Take a look at this map.
It’s not pretty, is it? (And I love maps, so that’s saying something.)
Anywhere you see a nation that isn’t green, that’s somewhere that people like me are basically illegal. People like me get killed.
Let’s not be too complacent about the green places, either. I could tell you about the places I’ve been in the United States where I’ve heard the cat calls and threats, directed at me or at other people. Friends of mine, sometimes. Or complete strangers. But mostly, people like me.
Still, I can stay where I am and be, relatively speaking, safe enough. People who live in those orange and red countries, or that big bruise-colored one and the like, may not have the luxury of pulling up stakes and moving.
So, you know, they fake it or die. And faking it, if you ask me (not that you did, but hey, you’re here, so you must be at least a little curious what I think—heaven knows why), is a kind of death in itself.
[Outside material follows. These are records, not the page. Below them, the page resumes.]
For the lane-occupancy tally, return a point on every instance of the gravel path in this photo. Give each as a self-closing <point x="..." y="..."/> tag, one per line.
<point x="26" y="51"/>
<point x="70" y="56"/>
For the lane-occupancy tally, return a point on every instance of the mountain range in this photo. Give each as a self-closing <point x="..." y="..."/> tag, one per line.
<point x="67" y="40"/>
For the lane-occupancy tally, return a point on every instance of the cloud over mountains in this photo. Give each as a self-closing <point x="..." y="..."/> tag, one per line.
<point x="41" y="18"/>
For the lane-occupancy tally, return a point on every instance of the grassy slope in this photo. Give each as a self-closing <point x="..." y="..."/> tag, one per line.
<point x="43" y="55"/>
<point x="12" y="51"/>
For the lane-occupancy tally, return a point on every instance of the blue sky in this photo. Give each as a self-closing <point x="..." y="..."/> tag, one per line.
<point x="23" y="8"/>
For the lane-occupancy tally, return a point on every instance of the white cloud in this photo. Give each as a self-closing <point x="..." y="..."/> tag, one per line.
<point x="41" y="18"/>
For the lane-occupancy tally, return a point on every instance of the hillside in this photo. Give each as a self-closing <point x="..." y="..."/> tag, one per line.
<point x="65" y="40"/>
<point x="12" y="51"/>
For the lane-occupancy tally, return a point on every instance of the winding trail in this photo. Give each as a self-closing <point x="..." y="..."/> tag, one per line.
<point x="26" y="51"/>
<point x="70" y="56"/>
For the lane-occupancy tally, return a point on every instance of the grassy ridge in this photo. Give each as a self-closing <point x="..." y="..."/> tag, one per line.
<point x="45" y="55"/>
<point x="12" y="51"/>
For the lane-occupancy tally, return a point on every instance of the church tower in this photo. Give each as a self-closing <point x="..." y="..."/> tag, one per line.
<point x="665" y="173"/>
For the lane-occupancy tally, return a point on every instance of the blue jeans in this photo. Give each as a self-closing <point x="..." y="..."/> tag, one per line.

So you’ll excuse me if I don’t share your enthusiasm about your country’s hockey medal. When people say that things like someone else coming out don’t matter, or that a law in Uganda is none of our business, showing up to or watching a massive quadrennial sporting event (or not) hosted by a country whose leader is throwing queers under the bus to distract from massive corruption and a collapsing economy doesn’t matter, I have to say, yeah.
It does matter.
(And for the person who will inevitably say, “Yes, but a) the United States is guilty of equally heinous atrocities abroad” or b) “there are 17 states in the U.S. where it’s hell being queer so hypocrisy” or c) insert ad hominem “yes but” argument here, let me just cut to the chase and say hooey. Those things are awful, yes, and your bringing them up does nothing to negate the original position. Try harder. Better yet, try telling that to the one who was burned to death by a mob in Nigeria. Or the one who got trampled in Russia, or the transwoman gunned down in D.C.